Lowrance J H, Baddour L M, Simpson W A
H.S. Truman Veterans Administration Hospital, University of Missouri, Columbia 65201.
J Clin Invest. 1990 Jul;86(1):7-13. doi: 10.1172/JCI114717.
Inactivation of fibronectin (Fn) binding by insertional mutagenesis of Streptococcus sanguis with Tn916 reduces virulence of this bacterium in the rat model of infective endocarditis (IE). Transconjugants were screened for Fn adherence using an ELISA adherence test. One transconjugant had a decreased adherence to immobilized Fn. Southern hybridization demonstrated that the insertion occurred only once in this mutant. The parent strain and mutant strain JL113 were used as challenge strains in a rat endocarditis model. These experiments demonstrated that the mutant had a reduced ability (P less than 0.05) to produce IE. Spontaneous excision of Tn916 from JL113 produced strains identical to both the parental and mutant phenotypes. One strain (JLR-19) that retained the mutant phenotype and one (JLR-15) that regained the parental phenotype for Fn binding were tested for their ability to produce IE. These strains demonstrated that the ability to bind Fn and to produce IE were correlated after Tn916 excision. The reduced virulence of the mutant suggested that adherence of S. sanguis to immobilized Fn plays an important role in the production of IE.

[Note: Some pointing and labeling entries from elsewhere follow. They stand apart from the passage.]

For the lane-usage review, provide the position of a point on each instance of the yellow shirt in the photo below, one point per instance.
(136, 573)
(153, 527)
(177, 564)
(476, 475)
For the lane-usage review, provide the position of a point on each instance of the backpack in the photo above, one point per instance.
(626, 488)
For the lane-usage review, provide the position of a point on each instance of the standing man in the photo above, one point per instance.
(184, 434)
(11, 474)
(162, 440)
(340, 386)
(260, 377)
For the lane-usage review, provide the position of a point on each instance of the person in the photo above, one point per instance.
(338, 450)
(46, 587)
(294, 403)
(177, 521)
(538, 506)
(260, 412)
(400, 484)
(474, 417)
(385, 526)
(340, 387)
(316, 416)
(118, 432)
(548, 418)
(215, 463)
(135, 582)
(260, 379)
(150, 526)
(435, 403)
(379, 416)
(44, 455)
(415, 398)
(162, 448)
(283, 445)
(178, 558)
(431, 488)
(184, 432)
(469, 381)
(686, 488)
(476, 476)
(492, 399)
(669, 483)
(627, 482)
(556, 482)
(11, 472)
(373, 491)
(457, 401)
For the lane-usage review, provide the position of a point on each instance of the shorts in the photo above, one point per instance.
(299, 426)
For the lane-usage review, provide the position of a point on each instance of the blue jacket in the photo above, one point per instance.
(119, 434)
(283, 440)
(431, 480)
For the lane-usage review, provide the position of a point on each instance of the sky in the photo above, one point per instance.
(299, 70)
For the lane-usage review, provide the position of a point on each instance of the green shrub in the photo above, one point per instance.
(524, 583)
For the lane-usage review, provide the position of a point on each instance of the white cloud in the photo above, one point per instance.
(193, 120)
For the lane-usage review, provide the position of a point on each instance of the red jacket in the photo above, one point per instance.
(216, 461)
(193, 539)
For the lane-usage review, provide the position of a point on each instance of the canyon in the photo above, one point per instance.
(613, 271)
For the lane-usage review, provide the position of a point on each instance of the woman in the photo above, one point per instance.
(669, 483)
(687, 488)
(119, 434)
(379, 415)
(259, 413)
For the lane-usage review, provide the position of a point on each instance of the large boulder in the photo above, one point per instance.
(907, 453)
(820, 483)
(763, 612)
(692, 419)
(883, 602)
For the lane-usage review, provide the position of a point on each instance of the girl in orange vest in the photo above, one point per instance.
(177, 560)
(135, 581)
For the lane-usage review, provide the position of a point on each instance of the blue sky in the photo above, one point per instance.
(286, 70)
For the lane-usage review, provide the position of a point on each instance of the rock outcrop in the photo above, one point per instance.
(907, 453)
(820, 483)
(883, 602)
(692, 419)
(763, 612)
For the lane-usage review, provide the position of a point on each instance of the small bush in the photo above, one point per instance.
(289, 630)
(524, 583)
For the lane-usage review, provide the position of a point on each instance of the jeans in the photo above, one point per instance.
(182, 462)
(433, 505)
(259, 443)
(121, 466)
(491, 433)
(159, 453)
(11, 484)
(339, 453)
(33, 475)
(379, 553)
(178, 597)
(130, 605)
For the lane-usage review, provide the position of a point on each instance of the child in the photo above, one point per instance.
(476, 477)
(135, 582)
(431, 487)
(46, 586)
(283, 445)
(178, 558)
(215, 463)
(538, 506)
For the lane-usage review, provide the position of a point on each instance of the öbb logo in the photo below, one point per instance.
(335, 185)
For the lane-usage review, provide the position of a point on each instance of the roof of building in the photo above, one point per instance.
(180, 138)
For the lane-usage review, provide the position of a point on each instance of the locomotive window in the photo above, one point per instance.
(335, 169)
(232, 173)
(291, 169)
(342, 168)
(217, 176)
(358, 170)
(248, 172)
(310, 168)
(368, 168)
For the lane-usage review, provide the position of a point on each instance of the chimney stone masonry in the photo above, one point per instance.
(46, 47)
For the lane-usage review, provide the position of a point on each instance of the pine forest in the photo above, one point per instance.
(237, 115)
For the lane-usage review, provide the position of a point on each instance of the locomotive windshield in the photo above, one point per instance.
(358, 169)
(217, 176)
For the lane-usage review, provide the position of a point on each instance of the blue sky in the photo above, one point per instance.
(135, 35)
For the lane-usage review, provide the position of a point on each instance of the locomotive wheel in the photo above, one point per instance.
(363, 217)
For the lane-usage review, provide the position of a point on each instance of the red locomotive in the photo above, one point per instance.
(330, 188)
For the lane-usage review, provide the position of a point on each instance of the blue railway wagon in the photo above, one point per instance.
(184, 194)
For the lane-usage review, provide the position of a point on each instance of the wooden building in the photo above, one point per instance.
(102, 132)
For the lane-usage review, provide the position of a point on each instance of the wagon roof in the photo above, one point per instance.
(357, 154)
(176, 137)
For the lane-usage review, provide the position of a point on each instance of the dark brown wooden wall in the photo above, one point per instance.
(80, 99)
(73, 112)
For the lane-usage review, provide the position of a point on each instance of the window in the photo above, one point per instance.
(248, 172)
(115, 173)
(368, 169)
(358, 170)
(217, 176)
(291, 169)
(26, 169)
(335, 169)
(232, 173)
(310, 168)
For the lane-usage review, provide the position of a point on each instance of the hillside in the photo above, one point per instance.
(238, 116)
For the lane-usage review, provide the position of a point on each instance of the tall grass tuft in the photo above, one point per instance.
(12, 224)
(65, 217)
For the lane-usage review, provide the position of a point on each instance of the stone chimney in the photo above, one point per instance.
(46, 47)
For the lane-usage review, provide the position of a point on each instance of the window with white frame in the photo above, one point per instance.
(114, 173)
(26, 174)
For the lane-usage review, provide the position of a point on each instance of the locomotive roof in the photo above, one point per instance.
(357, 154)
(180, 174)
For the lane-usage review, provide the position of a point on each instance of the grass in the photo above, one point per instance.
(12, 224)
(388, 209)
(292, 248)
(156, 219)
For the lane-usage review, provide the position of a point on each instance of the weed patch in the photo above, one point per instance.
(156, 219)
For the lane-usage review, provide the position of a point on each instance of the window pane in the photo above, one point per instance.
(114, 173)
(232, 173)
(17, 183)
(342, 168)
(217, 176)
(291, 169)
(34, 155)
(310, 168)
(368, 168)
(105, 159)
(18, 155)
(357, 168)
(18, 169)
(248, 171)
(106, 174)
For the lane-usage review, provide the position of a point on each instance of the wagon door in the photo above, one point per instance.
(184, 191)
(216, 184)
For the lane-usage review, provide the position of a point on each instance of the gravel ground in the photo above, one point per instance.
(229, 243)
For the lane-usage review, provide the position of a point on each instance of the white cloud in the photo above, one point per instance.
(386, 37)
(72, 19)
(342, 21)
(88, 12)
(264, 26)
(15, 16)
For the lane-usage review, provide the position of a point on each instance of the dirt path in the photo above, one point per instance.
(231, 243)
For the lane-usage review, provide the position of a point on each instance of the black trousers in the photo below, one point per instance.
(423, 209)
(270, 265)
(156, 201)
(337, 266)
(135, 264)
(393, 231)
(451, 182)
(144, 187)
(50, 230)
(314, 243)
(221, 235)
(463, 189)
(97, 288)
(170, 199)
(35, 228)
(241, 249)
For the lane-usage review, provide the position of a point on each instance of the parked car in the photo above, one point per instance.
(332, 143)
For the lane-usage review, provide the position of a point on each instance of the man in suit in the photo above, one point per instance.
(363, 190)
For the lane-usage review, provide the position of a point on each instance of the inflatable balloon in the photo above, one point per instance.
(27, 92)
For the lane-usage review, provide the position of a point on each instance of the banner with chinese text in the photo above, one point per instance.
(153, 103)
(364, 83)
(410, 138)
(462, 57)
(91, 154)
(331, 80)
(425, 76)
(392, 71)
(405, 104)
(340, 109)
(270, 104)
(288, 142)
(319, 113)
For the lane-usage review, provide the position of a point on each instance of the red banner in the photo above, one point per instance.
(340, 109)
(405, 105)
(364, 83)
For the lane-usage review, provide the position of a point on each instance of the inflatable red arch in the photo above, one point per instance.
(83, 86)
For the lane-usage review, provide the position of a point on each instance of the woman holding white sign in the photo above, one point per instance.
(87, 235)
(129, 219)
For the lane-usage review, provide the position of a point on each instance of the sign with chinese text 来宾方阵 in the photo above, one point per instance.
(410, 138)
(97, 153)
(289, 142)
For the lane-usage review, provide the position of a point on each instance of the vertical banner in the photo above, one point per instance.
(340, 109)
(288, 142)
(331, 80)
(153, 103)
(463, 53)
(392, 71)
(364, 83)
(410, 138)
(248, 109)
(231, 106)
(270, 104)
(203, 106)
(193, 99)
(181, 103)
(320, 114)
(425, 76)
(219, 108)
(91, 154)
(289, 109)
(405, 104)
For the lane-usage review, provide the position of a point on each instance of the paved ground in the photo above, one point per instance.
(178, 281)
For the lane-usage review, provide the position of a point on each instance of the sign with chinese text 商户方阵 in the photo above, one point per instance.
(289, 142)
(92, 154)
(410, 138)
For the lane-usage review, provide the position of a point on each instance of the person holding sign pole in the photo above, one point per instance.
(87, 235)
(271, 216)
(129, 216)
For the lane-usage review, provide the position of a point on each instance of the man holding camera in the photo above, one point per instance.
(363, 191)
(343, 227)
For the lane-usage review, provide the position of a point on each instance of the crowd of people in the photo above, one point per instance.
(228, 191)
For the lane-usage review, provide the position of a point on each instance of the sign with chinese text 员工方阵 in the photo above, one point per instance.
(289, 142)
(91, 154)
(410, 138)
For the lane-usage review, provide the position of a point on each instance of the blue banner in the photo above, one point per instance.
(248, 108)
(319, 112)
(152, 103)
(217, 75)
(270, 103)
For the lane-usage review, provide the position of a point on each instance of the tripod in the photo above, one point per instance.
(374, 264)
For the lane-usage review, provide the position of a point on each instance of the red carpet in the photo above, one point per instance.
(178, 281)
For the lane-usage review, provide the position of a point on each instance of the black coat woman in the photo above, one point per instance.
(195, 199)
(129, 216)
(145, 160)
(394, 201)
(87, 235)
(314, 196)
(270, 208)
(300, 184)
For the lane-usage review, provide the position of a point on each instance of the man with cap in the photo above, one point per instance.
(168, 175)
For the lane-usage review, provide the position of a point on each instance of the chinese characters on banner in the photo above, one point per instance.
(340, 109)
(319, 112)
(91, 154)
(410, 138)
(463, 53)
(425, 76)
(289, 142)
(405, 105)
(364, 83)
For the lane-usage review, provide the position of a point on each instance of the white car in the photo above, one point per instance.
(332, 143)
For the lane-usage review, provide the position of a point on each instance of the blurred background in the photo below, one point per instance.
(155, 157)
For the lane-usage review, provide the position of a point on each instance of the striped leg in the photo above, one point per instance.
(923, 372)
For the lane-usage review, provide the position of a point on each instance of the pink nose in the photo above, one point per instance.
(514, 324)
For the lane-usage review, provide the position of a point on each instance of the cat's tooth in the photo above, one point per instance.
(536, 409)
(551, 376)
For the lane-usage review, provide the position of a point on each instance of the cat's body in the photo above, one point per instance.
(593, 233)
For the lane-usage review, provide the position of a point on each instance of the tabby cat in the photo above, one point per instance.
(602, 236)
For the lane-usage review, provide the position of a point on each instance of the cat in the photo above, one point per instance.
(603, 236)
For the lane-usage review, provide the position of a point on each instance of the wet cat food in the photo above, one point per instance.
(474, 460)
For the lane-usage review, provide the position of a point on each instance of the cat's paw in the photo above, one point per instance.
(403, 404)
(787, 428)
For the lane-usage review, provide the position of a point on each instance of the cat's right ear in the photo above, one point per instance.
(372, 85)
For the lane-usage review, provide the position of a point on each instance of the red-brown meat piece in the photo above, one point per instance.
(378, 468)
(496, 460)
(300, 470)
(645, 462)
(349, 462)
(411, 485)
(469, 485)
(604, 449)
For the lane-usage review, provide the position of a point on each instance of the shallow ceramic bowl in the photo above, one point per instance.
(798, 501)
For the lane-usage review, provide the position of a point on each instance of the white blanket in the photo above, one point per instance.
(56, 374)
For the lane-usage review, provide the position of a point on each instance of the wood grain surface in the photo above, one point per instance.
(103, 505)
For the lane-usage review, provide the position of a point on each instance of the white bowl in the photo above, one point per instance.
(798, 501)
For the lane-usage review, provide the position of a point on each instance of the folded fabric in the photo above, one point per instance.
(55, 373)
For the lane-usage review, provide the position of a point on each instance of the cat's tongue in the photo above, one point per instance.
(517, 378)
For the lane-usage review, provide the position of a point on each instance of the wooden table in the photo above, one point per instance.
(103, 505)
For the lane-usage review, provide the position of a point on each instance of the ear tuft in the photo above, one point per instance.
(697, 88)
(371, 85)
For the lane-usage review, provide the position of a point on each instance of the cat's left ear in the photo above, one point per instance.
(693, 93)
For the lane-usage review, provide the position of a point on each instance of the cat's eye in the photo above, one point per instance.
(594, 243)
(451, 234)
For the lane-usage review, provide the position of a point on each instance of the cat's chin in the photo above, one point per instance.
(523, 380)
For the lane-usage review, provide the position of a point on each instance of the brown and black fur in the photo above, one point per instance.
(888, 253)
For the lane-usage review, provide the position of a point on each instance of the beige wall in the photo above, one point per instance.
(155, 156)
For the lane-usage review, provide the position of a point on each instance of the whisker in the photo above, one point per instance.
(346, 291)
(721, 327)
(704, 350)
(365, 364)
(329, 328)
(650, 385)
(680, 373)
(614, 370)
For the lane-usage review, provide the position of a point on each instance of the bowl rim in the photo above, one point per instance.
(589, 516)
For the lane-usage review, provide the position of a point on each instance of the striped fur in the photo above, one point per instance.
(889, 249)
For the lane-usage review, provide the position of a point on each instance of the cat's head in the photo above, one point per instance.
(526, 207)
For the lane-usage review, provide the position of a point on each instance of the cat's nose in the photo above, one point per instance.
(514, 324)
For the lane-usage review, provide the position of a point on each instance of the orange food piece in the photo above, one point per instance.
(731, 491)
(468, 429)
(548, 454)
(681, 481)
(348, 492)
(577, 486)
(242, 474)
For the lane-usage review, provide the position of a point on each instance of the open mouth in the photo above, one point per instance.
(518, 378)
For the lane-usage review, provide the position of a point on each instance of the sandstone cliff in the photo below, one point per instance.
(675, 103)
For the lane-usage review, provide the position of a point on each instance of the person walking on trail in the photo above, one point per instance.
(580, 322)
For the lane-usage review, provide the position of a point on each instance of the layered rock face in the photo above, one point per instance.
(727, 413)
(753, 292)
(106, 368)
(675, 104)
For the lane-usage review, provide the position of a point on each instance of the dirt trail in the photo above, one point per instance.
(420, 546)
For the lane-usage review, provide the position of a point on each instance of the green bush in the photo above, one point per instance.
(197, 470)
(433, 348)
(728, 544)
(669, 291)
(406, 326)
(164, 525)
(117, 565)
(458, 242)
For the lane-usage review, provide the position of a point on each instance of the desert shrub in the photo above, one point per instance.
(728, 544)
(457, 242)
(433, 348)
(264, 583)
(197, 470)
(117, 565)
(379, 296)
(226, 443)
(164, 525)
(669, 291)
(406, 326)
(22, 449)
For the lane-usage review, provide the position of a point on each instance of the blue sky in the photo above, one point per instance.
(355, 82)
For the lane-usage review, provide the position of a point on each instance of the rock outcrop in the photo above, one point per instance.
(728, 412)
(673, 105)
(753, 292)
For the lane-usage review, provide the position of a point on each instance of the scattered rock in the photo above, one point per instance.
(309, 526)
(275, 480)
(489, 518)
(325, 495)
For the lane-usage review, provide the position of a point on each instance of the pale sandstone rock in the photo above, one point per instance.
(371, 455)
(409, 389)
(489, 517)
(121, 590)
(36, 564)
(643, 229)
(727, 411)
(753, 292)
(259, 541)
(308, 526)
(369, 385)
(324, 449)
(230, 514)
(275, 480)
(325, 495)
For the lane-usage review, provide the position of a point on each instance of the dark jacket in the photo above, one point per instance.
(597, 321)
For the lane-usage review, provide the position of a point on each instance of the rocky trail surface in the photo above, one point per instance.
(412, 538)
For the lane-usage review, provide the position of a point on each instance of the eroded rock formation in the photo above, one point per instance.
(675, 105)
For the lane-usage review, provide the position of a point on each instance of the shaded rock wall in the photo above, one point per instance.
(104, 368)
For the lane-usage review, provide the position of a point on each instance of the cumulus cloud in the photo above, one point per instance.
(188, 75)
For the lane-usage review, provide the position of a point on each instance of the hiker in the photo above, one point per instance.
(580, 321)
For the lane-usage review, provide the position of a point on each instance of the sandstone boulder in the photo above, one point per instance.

用Tn916对血链球菌进行插入诱变使纤连蛋白(Fn)结合失活,降低了该细菌在感染性心内膜炎(IE)大鼠模型中的毒力。使用ELISA粘附试验筛选转接合子的Fn粘附情况。一个转接合子对固定化Fn的粘附减少。Southern杂交表明该突变体中仅发生了一次插入。亲本菌株和突变菌株JL113用作大鼠心内膜炎模型的攻击菌株。这些实验表明,该突变体产生IE的能力降低(P小于0.05)。Tn916从JL113中自发切除产生的菌株与亲本和突变体表型均相同。测试了一株保留突变体表型的菌株(JLR-19)和一株恢复亲本Fn结合表型的菌株(JLR-15)产生IE的能力。这些菌株表明,Tn916切除后,Fn结合能力与产生IE的能力相关。突变体毒力降低表明血链球菌对固定化Fn的粘附在IE产生中起重要作用。